The selection includes most of what is worth reading in this field. The Odyssey is the perfect counterpoint to the Iliad, blending fantasy and realism in a broader view of the heroic world, and building up to the dramatic climax of Odysseus's revenge against the suitors of Penelope. Hesiod's Theogony describes how the Olympian order of things under Zeus's rule came into being. His Works and Days makes a powerful moral statement about the justice of the gods, combining this with practical advice on how to live. Hesiod's theology was a major influence on later Greek thought, and his Works and Days helped to inspire Virgil's Georgics. The Homeric Hymns praise the Olympian gods in shorter narrative poems, which chart their birth and exploits, and their impact on human society in myth and cult. Their style is a delightful blend of gravity and charm. The fragments of the Epic Cycle fill in the background to Homer and Hesiod, giving us a wider view of the early epic tradition. Major themes of this poetry are the moral and religious framework of the world, crime and punishment, the nature of the gods and man's relationship to them, and the limits of human achievement.

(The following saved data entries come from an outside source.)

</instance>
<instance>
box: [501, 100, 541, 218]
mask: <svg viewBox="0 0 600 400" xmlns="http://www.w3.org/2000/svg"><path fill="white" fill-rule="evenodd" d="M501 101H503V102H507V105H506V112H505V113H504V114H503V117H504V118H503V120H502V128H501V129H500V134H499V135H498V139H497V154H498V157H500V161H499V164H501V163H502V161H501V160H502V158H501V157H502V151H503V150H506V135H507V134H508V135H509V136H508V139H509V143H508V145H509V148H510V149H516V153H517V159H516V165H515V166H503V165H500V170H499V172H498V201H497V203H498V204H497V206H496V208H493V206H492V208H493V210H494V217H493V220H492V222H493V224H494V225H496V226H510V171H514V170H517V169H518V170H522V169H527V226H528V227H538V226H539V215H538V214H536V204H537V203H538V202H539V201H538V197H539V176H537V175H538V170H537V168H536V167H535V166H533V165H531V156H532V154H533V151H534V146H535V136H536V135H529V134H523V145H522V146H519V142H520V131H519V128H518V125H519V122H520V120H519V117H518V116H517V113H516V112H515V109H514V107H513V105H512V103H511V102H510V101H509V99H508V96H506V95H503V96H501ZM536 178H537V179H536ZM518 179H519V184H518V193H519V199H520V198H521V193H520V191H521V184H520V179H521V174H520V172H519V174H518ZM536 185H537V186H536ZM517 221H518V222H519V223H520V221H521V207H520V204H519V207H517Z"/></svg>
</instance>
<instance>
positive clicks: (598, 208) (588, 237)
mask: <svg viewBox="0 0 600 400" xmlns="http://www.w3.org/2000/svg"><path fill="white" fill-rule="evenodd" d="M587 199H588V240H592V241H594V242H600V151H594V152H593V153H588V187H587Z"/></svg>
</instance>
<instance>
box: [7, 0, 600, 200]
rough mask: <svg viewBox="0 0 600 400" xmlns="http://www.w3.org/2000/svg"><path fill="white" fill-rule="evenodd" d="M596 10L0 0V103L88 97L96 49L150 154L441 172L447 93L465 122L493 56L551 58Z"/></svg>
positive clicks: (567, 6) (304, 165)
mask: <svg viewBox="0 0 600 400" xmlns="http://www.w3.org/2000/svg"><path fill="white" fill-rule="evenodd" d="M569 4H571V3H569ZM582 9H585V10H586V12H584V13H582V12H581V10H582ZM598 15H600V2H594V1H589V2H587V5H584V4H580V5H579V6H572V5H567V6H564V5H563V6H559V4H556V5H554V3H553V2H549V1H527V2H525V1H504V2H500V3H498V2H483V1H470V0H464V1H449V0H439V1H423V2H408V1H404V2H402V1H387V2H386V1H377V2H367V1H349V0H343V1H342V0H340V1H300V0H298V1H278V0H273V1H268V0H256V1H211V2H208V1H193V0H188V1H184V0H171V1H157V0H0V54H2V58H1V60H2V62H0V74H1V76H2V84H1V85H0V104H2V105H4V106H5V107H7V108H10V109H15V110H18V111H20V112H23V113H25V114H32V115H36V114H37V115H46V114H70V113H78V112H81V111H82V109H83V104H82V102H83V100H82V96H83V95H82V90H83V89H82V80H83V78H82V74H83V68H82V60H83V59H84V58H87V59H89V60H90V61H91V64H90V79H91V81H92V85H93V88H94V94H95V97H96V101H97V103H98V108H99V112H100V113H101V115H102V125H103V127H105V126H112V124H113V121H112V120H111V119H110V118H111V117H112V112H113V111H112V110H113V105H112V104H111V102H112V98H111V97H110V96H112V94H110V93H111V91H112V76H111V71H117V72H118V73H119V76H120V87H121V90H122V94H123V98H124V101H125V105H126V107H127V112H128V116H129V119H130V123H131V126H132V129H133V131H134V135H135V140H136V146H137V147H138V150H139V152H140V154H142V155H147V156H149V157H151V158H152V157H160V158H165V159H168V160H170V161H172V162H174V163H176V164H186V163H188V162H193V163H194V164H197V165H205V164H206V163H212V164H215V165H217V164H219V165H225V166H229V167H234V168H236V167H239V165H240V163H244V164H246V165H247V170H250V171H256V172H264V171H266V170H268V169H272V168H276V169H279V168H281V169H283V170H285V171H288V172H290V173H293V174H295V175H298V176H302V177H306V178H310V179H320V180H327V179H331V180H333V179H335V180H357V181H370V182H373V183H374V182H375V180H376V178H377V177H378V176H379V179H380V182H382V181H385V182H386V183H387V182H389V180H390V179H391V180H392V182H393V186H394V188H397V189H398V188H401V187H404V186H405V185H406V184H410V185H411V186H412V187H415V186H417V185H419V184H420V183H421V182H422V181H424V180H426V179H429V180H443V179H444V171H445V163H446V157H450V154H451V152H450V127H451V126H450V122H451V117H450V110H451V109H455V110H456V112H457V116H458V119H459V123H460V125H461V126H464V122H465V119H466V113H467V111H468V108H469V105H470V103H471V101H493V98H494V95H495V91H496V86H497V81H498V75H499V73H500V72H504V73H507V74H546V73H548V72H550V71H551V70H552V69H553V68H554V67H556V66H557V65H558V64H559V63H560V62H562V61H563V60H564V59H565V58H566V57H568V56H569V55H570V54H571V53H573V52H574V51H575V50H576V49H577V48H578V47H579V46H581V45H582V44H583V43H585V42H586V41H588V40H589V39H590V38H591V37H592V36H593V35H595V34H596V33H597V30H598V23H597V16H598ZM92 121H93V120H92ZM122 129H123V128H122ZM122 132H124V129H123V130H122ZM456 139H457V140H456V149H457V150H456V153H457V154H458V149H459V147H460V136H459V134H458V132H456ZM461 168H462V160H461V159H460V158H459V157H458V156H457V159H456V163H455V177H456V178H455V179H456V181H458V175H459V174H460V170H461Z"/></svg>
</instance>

Preliminary reading: Odyssey: translation in verse by R. Fagles (New York 1996); translation in prose by E. V. and D. C. H. Rieu (Penguin 1991); Jasper Griffin, The Odyssey (Cambridge 1987). Hesiod: translations by M. L. West (Oxford 1988), or H. G. Evelyn-White (Loeb 1936). Homeric Hymns: translations by A. N. Athanassakis (Johns Hopkins 1976) or H. G. Evelyn-White (Loeb 1936). Malcolm Davies, The Epic Cycle (Bristol 1989).